MH17 plane crash: Investigators charge three Russians and Ukrainian
International investigators have charged three Russians and a Ukrainian in connection with the 2014 MH17 plane crash incident.
The Malaysian Airlines plane was shot down in July that year, killing the 298 people on board.
Read more: Dutch investigators confirm Buk missile brought down Malaysian Airlines plane
Investigators said they plan to start a trial in the Netherlands in March next year.
Dutch police today named suspects Igor Girkin, Sergey Dubinskiy, Oleg Pulatov and Leonid Kharchenko.
They have issued an international arrest warrant and believe Ukrainian suspect, Kharchenko, is still in the country.

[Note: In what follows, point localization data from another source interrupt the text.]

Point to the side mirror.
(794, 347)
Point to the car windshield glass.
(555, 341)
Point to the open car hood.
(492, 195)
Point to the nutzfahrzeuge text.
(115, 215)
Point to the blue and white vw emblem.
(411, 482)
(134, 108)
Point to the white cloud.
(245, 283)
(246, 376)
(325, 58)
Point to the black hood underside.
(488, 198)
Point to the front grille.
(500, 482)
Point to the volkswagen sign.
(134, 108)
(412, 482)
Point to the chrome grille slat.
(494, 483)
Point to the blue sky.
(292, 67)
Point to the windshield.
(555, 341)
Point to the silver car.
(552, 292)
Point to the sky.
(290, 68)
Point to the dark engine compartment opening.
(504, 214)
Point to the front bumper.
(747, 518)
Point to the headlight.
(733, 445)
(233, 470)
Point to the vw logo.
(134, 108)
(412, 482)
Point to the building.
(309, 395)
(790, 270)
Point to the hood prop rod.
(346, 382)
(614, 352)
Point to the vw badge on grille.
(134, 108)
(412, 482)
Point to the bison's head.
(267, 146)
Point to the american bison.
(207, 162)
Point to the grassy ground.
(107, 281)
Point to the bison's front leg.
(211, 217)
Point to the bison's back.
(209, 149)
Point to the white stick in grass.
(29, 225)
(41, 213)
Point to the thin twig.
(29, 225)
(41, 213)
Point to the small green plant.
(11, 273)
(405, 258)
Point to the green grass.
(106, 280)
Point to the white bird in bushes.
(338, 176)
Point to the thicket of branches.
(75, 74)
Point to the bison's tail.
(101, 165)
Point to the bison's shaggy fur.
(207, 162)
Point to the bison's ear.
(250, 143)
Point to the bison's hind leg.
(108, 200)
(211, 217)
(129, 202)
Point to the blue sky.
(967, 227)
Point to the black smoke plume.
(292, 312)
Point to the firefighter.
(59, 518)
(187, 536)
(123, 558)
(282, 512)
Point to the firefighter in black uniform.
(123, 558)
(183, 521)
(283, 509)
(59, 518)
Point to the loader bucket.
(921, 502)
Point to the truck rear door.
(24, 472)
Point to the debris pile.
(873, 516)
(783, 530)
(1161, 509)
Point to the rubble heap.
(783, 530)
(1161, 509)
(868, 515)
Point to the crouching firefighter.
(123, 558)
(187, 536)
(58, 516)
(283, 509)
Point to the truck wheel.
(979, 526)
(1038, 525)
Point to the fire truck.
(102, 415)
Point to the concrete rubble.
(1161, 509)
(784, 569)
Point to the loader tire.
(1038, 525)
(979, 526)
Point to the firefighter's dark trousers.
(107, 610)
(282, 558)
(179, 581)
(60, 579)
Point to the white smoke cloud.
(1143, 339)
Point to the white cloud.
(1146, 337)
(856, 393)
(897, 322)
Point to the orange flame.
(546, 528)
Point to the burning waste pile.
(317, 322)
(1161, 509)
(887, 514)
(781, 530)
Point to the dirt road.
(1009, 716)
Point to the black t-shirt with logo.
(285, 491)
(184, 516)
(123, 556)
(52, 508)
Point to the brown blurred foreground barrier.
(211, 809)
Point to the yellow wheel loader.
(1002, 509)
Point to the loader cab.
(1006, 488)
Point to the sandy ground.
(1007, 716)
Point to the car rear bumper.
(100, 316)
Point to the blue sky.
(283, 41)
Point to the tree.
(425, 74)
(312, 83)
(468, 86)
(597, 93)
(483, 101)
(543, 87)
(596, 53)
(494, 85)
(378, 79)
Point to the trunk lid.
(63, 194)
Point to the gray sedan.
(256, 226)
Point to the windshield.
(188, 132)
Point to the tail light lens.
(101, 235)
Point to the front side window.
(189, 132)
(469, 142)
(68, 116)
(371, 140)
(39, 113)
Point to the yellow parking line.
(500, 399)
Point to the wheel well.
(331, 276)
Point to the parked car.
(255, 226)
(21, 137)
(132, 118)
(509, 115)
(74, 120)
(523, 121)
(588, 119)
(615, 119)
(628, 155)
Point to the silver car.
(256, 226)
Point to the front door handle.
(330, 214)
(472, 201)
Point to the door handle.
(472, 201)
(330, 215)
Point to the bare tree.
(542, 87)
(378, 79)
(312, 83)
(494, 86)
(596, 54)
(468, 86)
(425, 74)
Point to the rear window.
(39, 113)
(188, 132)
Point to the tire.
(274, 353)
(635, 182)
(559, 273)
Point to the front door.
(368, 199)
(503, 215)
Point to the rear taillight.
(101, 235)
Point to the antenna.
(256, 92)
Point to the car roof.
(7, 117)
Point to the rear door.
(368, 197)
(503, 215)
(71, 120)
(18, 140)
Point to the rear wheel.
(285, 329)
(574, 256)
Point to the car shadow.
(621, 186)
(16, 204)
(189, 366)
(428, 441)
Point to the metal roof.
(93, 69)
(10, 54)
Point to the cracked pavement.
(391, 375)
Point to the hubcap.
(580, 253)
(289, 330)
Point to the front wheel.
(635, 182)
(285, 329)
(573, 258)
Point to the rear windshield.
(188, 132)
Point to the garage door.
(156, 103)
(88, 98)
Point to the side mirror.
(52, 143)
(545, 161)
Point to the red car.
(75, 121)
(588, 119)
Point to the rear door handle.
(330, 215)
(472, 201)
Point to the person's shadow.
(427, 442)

However, he is in eastern Ukraine, where Kiev has no authority, police said.
This means the suspects are likely to be tried in absentia as Russia has not been cooperating with the investigation.
Russia said it does not trust the investigation into the MH17 plane crash.
“Russia was unable to take part in the investigation despite expressing an interest right from the start and trying to join it,” Kremlin spokesman Dmitry Peskov told reporters on Wednesday.
Girkin, 48, is a former colonel in the FSB, Russia’s security service. Dubinskiy was part of Russian military intelligence GRU, which also spawned the two would-be assassins who spread the Novichok poison in Salisbury.
Pulatov was a former special forces Spetsnaz soldier, while Kharchenko, who has no military background, led a combat unit in the Donetsk region of Ukraine in July 2014.
Read more: Fragments of Russian missile system found at MH17 crash site
Investigators said that Girkin, who was at the time the so-called minister of defence for the self-proclaimed Donetsk government. He had direct contact with the Russian Federation, they said.
Their actions “led to the shooting of Flight MH17,” investigators said.